Как? Как такое возможно?
— Какого хрена подражатель Убийцы Кроу присылает тебе всякое дерьмо? — Он швыряет его мне в лицо, и я отвожу его назад, отступая назад, пока мой позвоночник не ударяется о кирпичную стену здания. В этом переулке есть только мы, и я чувствую, как стены сжимаются вокруг меня, становясь все меньше, а туннельное зрение затуманивает мой взор.
— Убери это от меня, — процедила я сквозь зубы, мой голос дрожит, а глаза горят от шокированных слез. Мне кажется, что все, от чего я когда-либо пыталась убежать, просто раскрылось.
Мое прошлое напоминает: ха-ха, ты думала, что видела меня в последний раз? Подумай еще раз.
— Что, черт возьми, ты знаешь о подражателе Убийцы Кроу?
Я сужаю глаза, сглатывая от нервного напряжения.
— Подражателе кого? Подражатель Убийцы Кроу? Что это за хрень? — Мой голос звучит так, будто его здесь нет. Как будто я наблюдаю за собой со стороны.
Он снова делает шаг ко мне, пока его тело не оказывается почти вровень с моим.
— Убийца-подражатель Убийцы Кроу. Ты ведь знаешь, кто такой Убийца Кроу, не так ли?
— Немного, — хмыкаю я.
— А о подражателе слышала? — рявкает он, все еще крепко сжимая бумагу.
Я качаю головой.
— Ты уверена? Или ты, черт возьми, врешь мне о чем-то другом? — Он снова опускает взгляд на бумагу, снова и снова читая слово. — Какого хрена он прислал это тебе? — Его голос — стальной яд в пустом переулке. Я смотрю на бумагу, так похожую на рисунки с изображением ворона, которые я уже видела.

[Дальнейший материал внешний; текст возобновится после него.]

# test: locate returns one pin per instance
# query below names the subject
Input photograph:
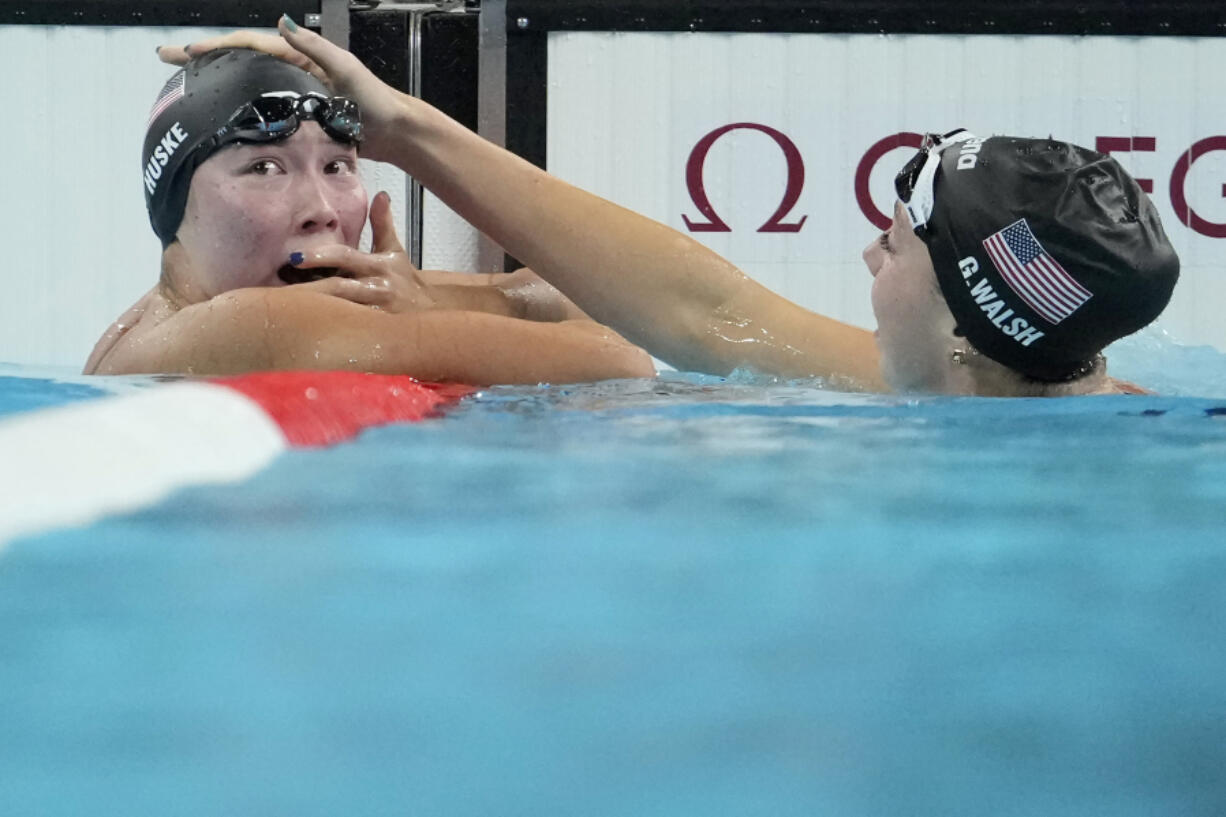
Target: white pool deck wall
(625, 111)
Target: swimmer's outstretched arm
(280, 328)
(662, 290)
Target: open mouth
(291, 274)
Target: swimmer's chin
(291, 274)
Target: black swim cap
(195, 102)
(1043, 250)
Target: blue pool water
(681, 598)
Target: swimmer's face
(915, 325)
(250, 206)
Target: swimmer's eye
(337, 167)
(264, 167)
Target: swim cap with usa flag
(196, 101)
(1045, 252)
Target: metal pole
(334, 20)
(413, 191)
(492, 103)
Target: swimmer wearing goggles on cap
(1009, 266)
(250, 176)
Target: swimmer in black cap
(1009, 266)
(249, 166)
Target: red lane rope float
(75, 464)
(326, 407)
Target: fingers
(383, 226)
(253, 39)
(330, 58)
(340, 256)
(369, 292)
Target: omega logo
(698, 188)
(795, 185)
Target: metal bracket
(492, 104)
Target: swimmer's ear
(383, 226)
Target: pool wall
(765, 130)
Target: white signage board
(779, 151)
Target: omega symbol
(698, 188)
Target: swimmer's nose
(872, 256)
(316, 214)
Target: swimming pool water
(679, 598)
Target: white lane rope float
(75, 464)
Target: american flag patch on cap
(171, 93)
(1034, 275)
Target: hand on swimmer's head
(341, 71)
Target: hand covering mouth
(291, 274)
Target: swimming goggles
(916, 180)
(275, 117)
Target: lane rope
(75, 464)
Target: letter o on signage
(1183, 211)
(864, 169)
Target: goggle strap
(922, 200)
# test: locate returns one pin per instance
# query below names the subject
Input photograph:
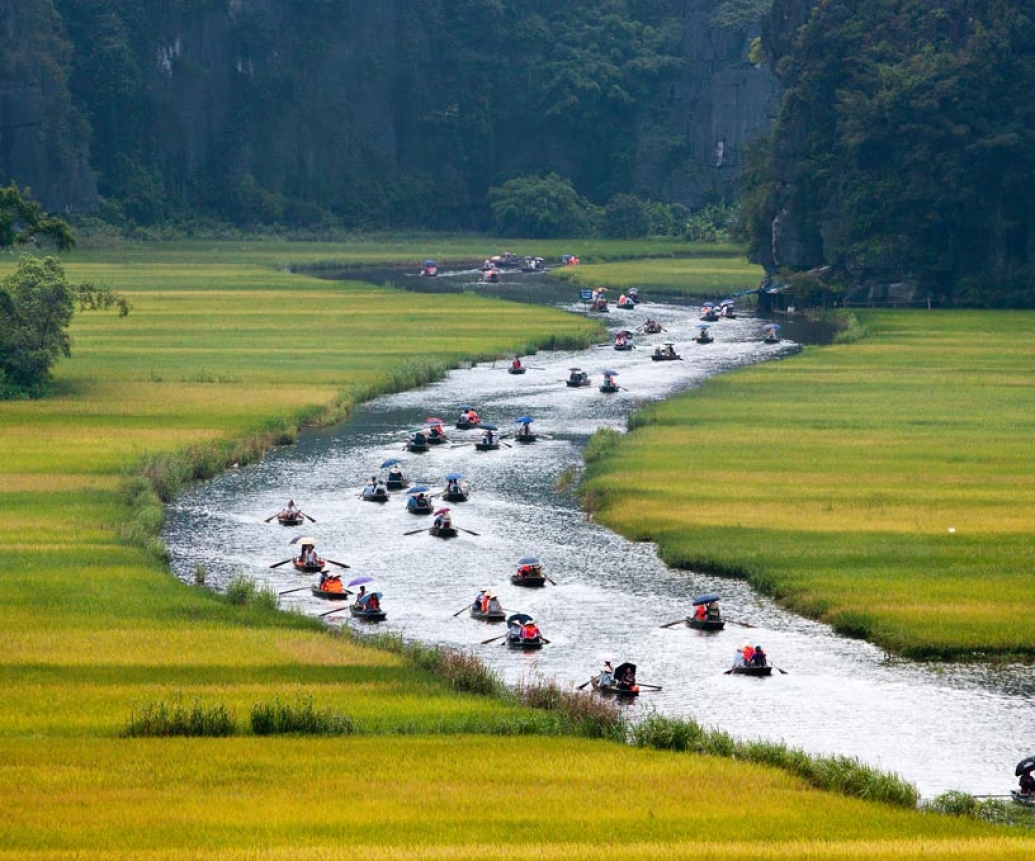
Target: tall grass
(883, 486)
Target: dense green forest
(905, 148)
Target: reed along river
(940, 726)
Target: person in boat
(1027, 787)
(628, 680)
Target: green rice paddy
(884, 486)
(224, 345)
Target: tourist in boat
(758, 657)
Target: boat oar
(335, 610)
(587, 682)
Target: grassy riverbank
(224, 345)
(884, 486)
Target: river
(941, 726)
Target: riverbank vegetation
(120, 682)
(883, 486)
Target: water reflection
(612, 596)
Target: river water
(940, 726)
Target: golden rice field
(223, 344)
(833, 479)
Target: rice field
(884, 486)
(226, 352)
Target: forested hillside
(376, 114)
(905, 149)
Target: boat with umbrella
(456, 490)
(394, 479)
(490, 438)
(367, 604)
(577, 378)
(525, 433)
(664, 353)
(523, 632)
(529, 572)
(417, 501)
(707, 617)
(610, 385)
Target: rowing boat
(752, 670)
(705, 624)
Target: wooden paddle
(335, 610)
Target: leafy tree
(625, 217)
(37, 303)
(540, 208)
(23, 221)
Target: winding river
(940, 726)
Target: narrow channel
(940, 726)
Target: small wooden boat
(367, 614)
(753, 670)
(488, 616)
(330, 594)
(705, 624)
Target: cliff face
(42, 139)
(386, 113)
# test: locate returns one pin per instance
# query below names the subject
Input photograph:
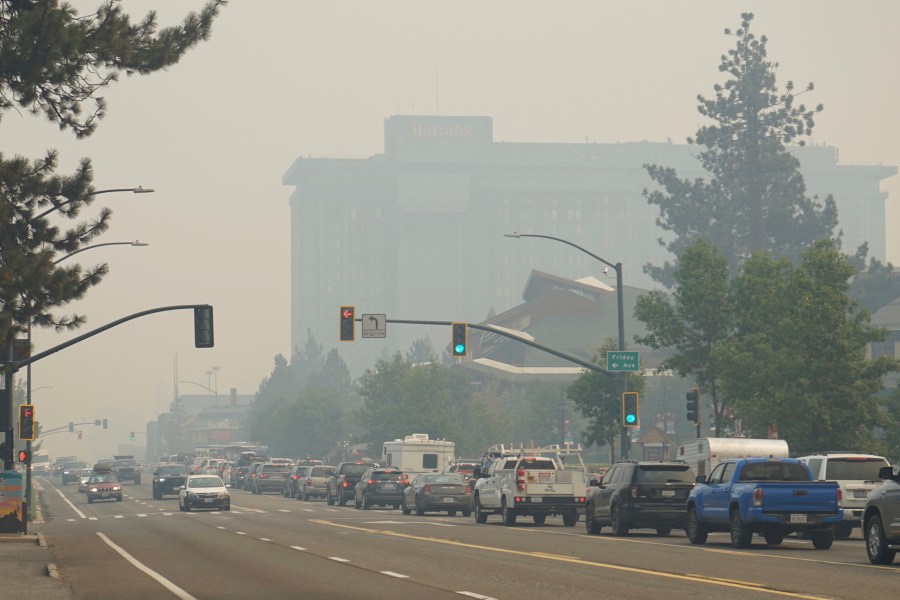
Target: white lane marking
(179, 593)
(72, 506)
(397, 575)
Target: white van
(703, 454)
(856, 474)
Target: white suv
(856, 474)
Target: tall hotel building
(417, 232)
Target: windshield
(862, 469)
(665, 474)
(209, 481)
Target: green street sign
(622, 361)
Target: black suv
(380, 486)
(635, 495)
(168, 478)
(881, 518)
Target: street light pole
(620, 309)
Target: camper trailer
(417, 453)
(703, 454)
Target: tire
(843, 530)
(480, 515)
(509, 515)
(773, 538)
(617, 524)
(822, 540)
(741, 535)
(876, 542)
(591, 527)
(695, 530)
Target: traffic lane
(195, 555)
(833, 573)
(386, 540)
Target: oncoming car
(204, 491)
(104, 486)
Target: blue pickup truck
(769, 496)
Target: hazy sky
(283, 78)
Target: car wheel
(876, 542)
(741, 535)
(509, 514)
(480, 515)
(822, 540)
(617, 523)
(695, 530)
(590, 525)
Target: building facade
(417, 232)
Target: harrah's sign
(457, 130)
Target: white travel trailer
(417, 453)
(703, 454)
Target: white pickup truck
(529, 484)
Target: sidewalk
(26, 565)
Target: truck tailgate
(799, 496)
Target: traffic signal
(630, 415)
(459, 342)
(348, 323)
(26, 421)
(203, 327)
(693, 401)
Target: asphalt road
(269, 547)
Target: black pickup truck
(340, 486)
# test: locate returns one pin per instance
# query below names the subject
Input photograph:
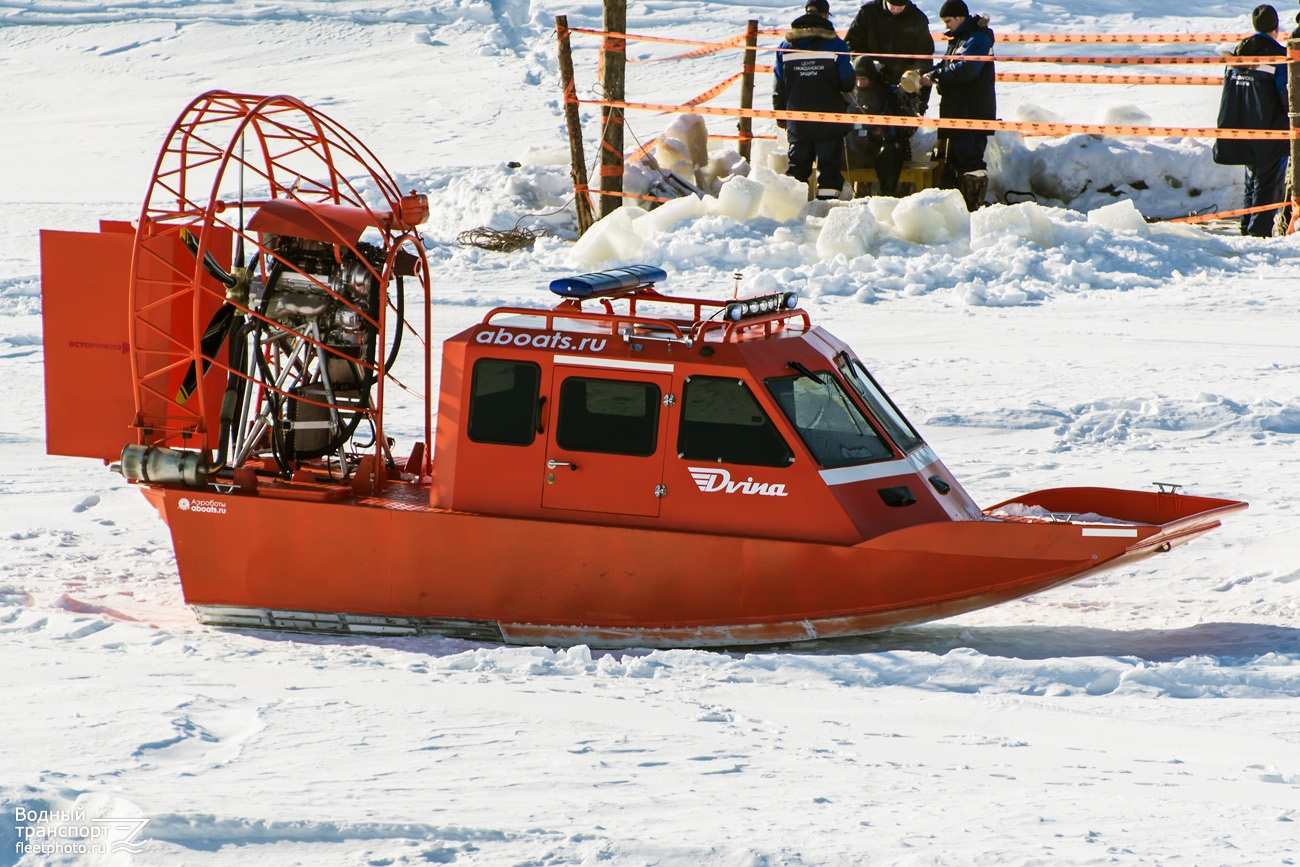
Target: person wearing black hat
(891, 27)
(885, 27)
(966, 90)
(1255, 98)
(814, 74)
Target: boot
(974, 185)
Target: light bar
(759, 306)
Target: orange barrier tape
(715, 90)
(700, 52)
(1088, 39)
(713, 47)
(1221, 215)
(1062, 78)
(1095, 61)
(631, 195)
(1116, 38)
(961, 124)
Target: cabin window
(828, 423)
(880, 406)
(503, 402)
(722, 421)
(611, 416)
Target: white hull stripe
(917, 462)
(619, 364)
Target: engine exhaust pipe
(163, 465)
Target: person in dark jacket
(887, 27)
(814, 74)
(891, 27)
(966, 90)
(1255, 98)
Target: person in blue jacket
(814, 74)
(1255, 98)
(966, 90)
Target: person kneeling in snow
(1255, 98)
(814, 74)
(965, 91)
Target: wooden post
(1294, 112)
(577, 160)
(745, 128)
(614, 61)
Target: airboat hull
(619, 468)
(545, 582)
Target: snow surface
(1149, 715)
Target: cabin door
(605, 442)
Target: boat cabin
(627, 406)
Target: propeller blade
(219, 328)
(209, 263)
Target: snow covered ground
(1148, 715)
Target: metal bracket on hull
(347, 624)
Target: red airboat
(622, 468)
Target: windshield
(831, 425)
(882, 407)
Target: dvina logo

Я видела это много раз. Очень много раз.
Я смотрю в угол. На детский почерк взрослого. Неровный, намеренно. Незрелые буквы, написанные вместе, чтобы создать хаос на бумаге.
Привет.
Это все, что здесь написано. Простое слово со слишком большим значением на листе бумаги, вместе с рисунком, неаккуратным наброском птицы, который навевает столько воспоминаний.
Хороших и плохих. Травмирующих.
— Я не знаю. — Я чувствую слабость. Это не я. Я не слабая, и не была такой уже много лет. Я больше не тот человек, и меня приводит в ярость то, что один клочок бумаги может вернуть меня на прежнее место.
Слабый, сломленный ребенок. Испуганный и растерянный.
Он смотрит на меня с минуту, скомкав бумагу в руке и сделав шаг от меня.
Затем он снова оказывается перед моим лицом. Так близко, что его дыхание касается моей кожи, мягкое, как перышко. Его губы, пухлые и влажные, касаются моего уха, а его голос звучит властно и повелительно, когда он произносит свои слова.
— Я собираюсь выяснить, что происходит, птичка. Ворон в твоем имени и ворон на бумаге. Что-то не сходится. Твое лицо говорит не так, как твои слова. Ты мне в чем-то лжешь, и я это выясню. Я выясню все до мельчайших деталей. — Затем он отходит от меня, его спина напрягается, когда он идет к своей машине. С бумагой в руках он проскальзывает внутрь и мчится по дороге, пока не скрывается из виду.